En 2024, la température moyenne mondiale a pour la première fois dépassé de plus de 1,5 °C les niveaux préindustriels, un seuil symbolique censé ne pas être franchi selon l’accord de Paris. Parallèlement, les émissions de gaz à effet de serre ont atteint un niveau record, malgré les alertes répétées de la communauté scientifique. Les conséquences sanitaires sont massives. Le rapport estime à 546 000 le nombre moyen de décès annuels liés à la chaleur entre 2012 et 2021, soit une hausse de 63 % depuis les années 1990. Les fumées des feux de forêt ont causé à elles seules 154 000 morts en 2024, un record historique. La pollution de l’air liée aux énergies fossiles a entraîné 2,52 millions de décès en 2022. « Chaque année, des millions de morts pourraient être évitées si les États agissaient à la hauteur de l’urgence climatique », souligne The Lancet.

Des populations de plus en plus exposées

Les phénomènes extrêmes se multiplient. Entre 2020 et 2024, les habitants de la planète ont été exposés en moyenne à 19 jours de canicule par an, dont 84 % n’auraient pas eu lieu sans le réchauffement climatique. Les bébés et les personnes âgées sont les plus vulnérables : les nourrissons ont subi près de quatre fois plus de jours de chaleur extrême qu’entre 1986 et 2005. Les épisodes de sécheresse extrêmes ont concerné 61 % des terres émergées en 2024 — près de trois fois plus qu’au cours des années 1950 —, mettant en péril la sécurité alimentaire de plus de 120 millions de personnes supplémentaires par rapport à la période 1981-2010. Dans le même temps, la multiplication des pluies violentes, des glissements de terrain et des inondations fragilise les systèmes de santé, déjà saturés.
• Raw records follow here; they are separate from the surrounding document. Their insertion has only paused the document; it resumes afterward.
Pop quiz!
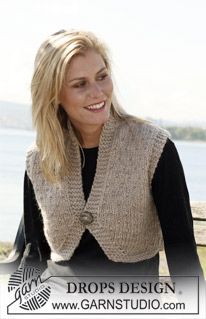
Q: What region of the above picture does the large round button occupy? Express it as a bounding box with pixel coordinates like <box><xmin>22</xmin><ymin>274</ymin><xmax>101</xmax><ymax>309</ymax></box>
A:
<box><xmin>79</xmin><ymin>212</ymin><xmax>94</xmax><ymax>225</ymax></box>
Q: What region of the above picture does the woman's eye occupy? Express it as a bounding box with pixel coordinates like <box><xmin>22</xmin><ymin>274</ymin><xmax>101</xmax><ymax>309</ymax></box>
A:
<box><xmin>98</xmin><ymin>74</ymin><xmax>108</xmax><ymax>81</ymax></box>
<box><xmin>73</xmin><ymin>81</ymin><xmax>86</xmax><ymax>88</ymax></box>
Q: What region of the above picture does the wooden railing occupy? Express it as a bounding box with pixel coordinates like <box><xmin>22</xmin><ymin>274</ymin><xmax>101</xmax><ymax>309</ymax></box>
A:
<box><xmin>191</xmin><ymin>202</ymin><xmax>206</xmax><ymax>247</ymax></box>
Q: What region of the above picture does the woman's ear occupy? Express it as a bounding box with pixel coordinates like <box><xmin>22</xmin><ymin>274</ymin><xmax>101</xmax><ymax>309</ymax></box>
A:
<box><xmin>57</xmin><ymin>104</ymin><xmax>68</xmax><ymax>129</ymax></box>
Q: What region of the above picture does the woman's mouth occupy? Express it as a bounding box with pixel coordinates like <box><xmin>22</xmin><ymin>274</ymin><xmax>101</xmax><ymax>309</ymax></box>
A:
<box><xmin>84</xmin><ymin>101</ymin><xmax>106</xmax><ymax>113</ymax></box>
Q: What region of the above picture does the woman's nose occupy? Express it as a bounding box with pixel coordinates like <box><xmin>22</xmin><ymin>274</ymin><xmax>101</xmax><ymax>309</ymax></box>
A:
<box><xmin>89</xmin><ymin>83</ymin><xmax>103</xmax><ymax>98</ymax></box>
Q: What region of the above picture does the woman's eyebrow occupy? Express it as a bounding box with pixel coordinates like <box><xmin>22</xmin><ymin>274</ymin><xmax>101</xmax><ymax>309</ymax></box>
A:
<box><xmin>68</xmin><ymin>66</ymin><xmax>107</xmax><ymax>82</ymax></box>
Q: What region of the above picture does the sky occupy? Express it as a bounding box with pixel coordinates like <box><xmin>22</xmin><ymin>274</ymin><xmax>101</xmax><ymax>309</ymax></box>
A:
<box><xmin>0</xmin><ymin>0</ymin><xmax>206</xmax><ymax>121</ymax></box>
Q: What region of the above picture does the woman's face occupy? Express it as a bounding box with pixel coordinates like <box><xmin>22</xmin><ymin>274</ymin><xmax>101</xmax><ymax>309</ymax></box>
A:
<box><xmin>60</xmin><ymin>50</ymin><xmax>113</xmax><ymax>132</ymax></box>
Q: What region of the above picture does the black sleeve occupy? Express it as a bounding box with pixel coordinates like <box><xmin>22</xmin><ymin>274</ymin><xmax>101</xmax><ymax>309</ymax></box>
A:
<box><xmin>23</xmin><ymin>172</ymin><xmax>50</xmax><ymax>263</ymax></box>
<box><xmin>152</xmin><ymin>139</ymin><xmax>203</xmax><ymax>277</ymax></box>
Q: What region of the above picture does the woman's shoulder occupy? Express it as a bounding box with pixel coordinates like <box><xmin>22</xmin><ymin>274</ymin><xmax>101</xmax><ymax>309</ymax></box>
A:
<box><xmin>26</xmin><ymin>142</ymin><xmax>39</xmax><ymax>159</ymax></box>
<box><xmin>121</xmin><ymin>116</ymin><xmax>170</xmax><ymax>138</ymax></box>
<box><xmin>26</xmin><ymin>143</ymin><xmax>40</xmax><ymax>178</ymax></box>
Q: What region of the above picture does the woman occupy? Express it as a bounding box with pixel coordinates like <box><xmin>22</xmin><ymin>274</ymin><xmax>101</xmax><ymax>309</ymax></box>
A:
<box><xmin>24</xmin><ymin>30</ymin><xmax>202</xmax><ymax>282</ymax></box>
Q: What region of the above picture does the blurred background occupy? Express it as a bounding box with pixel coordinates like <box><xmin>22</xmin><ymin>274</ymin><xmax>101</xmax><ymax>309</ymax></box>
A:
<box><xmin>0</xmin><ymin>0</ymin><xmax>206</xmax><ymax>276</ymax></box>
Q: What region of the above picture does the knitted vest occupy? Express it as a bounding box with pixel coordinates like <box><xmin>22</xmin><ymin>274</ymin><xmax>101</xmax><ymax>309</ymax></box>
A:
<box><xmin>26</xmin><ymin>116</ymin><xmax>168</xmax><ymax>262</ymax></box>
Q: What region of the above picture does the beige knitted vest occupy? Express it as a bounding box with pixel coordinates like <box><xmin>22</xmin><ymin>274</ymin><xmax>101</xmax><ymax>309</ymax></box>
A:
<box><xmin>26</xmin><ymin>116</ymin><xmax>168</xmax><ymax>262</ymax></box>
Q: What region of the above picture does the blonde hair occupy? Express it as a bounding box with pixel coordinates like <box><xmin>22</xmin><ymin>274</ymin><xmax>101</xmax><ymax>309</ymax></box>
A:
<box><xmin>31</xmin><ymin>30</ymin><xmax>145</xmax><ymax>182</ymax></box>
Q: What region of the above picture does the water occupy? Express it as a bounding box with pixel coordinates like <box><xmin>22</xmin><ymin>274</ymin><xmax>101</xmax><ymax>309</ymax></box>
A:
<box><xmin>0</xmin><ymin>129</ymin><xmax>206</xmax><ymax>241</ymax></box>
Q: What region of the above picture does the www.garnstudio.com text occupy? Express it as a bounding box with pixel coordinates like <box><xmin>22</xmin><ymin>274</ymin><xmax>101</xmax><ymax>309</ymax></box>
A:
<box><xmin>52</xmin><ymin>299</ymin><xmax>185</xmax><ymax>311</ymax></box>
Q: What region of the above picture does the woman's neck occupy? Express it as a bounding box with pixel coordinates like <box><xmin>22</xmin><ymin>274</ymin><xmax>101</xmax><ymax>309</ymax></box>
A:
<box><xmin>72</xmin><ymin>125</ymin><xmax>102</xmax><ymax>148</ymax></box>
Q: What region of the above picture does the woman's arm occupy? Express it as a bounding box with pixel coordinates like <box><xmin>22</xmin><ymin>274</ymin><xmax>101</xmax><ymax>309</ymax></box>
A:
<box><xmin>23</xmin><ymin>172</ymin><xmax>50</xmax><ymax>263</ymax></box>
<box><xmin>152</xmin><ymin>139</ymin><xmax>203</xmax><ymax>276</ymax></box>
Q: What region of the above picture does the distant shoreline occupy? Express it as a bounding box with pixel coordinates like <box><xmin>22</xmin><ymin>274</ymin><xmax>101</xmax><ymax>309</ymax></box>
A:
<box><xmin>0</xmin><ymin>125</ymin><xmax>206</xmax><ymax>143</ymax></box>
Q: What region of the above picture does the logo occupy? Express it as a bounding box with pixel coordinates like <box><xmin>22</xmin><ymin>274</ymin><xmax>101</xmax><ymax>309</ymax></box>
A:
<box><xmin>8</xmin><ymin>266</ymin><xmax>51</xmax><ymax>311</ymax></box>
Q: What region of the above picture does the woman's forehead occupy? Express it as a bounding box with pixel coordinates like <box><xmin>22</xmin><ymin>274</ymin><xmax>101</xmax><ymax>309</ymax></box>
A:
<box><xmin>66</xmin><ymin>50</ymin><xmax>106</xmax><ymax>80</ymax></box>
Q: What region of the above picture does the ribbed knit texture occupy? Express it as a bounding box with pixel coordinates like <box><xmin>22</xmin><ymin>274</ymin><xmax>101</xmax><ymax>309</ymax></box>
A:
<box><xmin>26</xmin><ymin>116</ymin><xmax>168</xmax><ymax>262</ymax></box>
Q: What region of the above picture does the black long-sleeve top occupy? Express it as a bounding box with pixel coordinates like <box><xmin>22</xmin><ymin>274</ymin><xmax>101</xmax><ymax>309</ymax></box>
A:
<box><xmin>24</xmin><ymin>139</ymin><xmax>203</xmax><ymax>276</ymax></box>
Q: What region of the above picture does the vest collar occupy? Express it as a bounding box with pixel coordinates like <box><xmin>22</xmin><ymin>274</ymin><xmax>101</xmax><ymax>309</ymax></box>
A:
<box><xmin>66</xmin><ymin>115</ymin><xmax>121</xmax><ymax>214</ymax></box>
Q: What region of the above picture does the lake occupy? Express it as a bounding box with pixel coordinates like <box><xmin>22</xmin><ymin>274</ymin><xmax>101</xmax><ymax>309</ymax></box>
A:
<box><xmin>0</xmin><ymin>129</ymin><xmax>206</xmax><ymax>241</ymax></box>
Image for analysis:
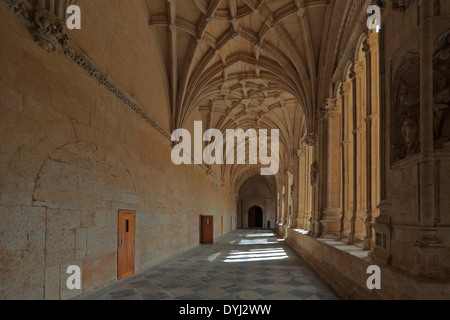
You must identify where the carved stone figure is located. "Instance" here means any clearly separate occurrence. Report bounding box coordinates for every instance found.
[402,118,419,157]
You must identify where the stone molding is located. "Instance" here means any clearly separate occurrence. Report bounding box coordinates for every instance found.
[7,0,172,140]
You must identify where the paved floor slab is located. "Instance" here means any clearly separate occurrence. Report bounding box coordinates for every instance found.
[78,230,338,300]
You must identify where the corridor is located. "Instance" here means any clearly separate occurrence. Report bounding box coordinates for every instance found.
[81,229,338,300]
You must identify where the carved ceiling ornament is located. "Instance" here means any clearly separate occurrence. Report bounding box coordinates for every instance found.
[302,133,318,147]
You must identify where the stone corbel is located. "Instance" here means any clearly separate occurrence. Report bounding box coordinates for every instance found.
[31,7,70,52]
[8,0,25,13]
[391,0,412,13]
[302,133,319,147]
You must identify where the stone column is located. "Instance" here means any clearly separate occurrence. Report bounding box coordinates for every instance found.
[339,81,352,239]
[420,0,434,233]
[320,99,341,236]
[297,146,307,230]
[363,35,375,250]
[289,152,300,229]
[348,65,358,244]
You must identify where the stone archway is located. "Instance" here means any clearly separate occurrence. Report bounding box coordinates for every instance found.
[248,206,264,228]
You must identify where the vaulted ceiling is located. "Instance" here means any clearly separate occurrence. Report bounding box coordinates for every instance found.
[145,0,363,190]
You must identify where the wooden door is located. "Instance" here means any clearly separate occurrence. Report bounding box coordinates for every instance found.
[117,210,136,280]
[201,216,214,244]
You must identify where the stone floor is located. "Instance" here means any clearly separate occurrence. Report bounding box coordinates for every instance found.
[78,230,338,300]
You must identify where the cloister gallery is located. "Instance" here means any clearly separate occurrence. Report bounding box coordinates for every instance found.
[0,0,450,300]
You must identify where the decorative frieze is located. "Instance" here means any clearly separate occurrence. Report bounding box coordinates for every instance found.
[8,0,172,140]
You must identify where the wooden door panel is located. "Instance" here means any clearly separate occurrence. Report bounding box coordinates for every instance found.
[117,210,136,280]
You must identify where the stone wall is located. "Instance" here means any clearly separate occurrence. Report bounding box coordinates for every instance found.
[0,1,236,299]
[277,226,450,300]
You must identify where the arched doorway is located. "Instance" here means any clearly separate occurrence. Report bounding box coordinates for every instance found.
[248,206,263,228]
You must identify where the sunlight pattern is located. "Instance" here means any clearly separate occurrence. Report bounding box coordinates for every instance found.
[224,248,289,262]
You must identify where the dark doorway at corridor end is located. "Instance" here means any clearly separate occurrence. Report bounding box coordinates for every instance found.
[248,206,263,228]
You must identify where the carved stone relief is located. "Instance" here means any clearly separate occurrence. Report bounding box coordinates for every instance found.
[391,55,420,162]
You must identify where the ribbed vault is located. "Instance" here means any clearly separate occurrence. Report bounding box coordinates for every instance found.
[145,0,340,190]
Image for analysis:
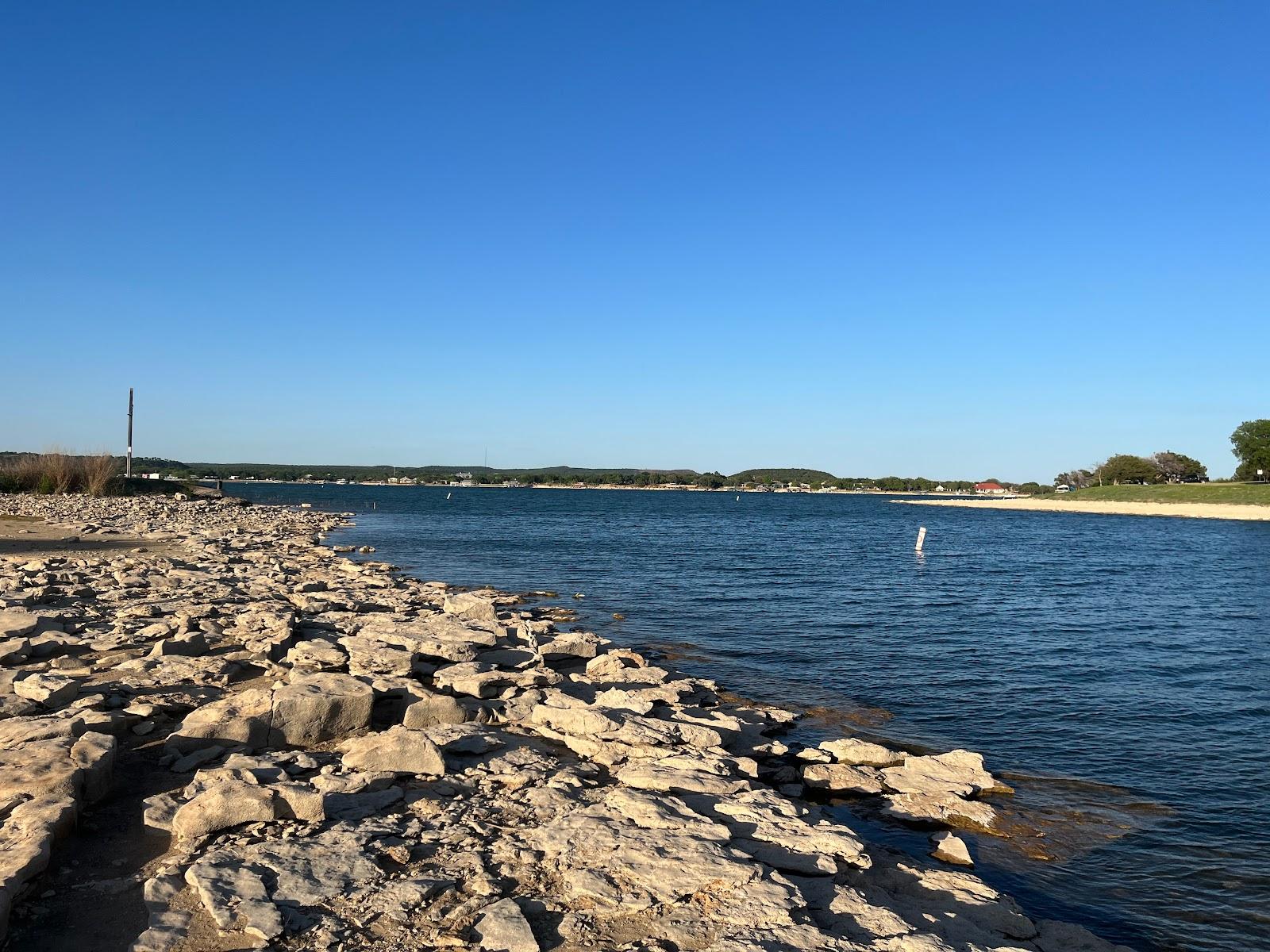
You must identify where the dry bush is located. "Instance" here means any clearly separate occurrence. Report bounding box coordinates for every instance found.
[80,453,119,497]
[80,453,119,497]
[0,449,121,497]
[8,453,44,493]
[40,449,79,495]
Des maladies tropicales en expansion

Le rapport établit aussi un lien direct entre le réchauffement et la progression de certaines maladies infectieuses. Le potentiel de transmission de la dengue par les moustiques Aedes a augmenté de près de 50 % depuis les années 1950, contribuant à 7,6 millions de cas recensés dans le monde au premier semestre 2024. D’autres pathogènes comme les tiques transmettant la fièvre hémorragique de Crimée-Congo ou les parasites de la leishmaniose gagnent du terrain, exposant des centaines de millions de personnes supplémentaires.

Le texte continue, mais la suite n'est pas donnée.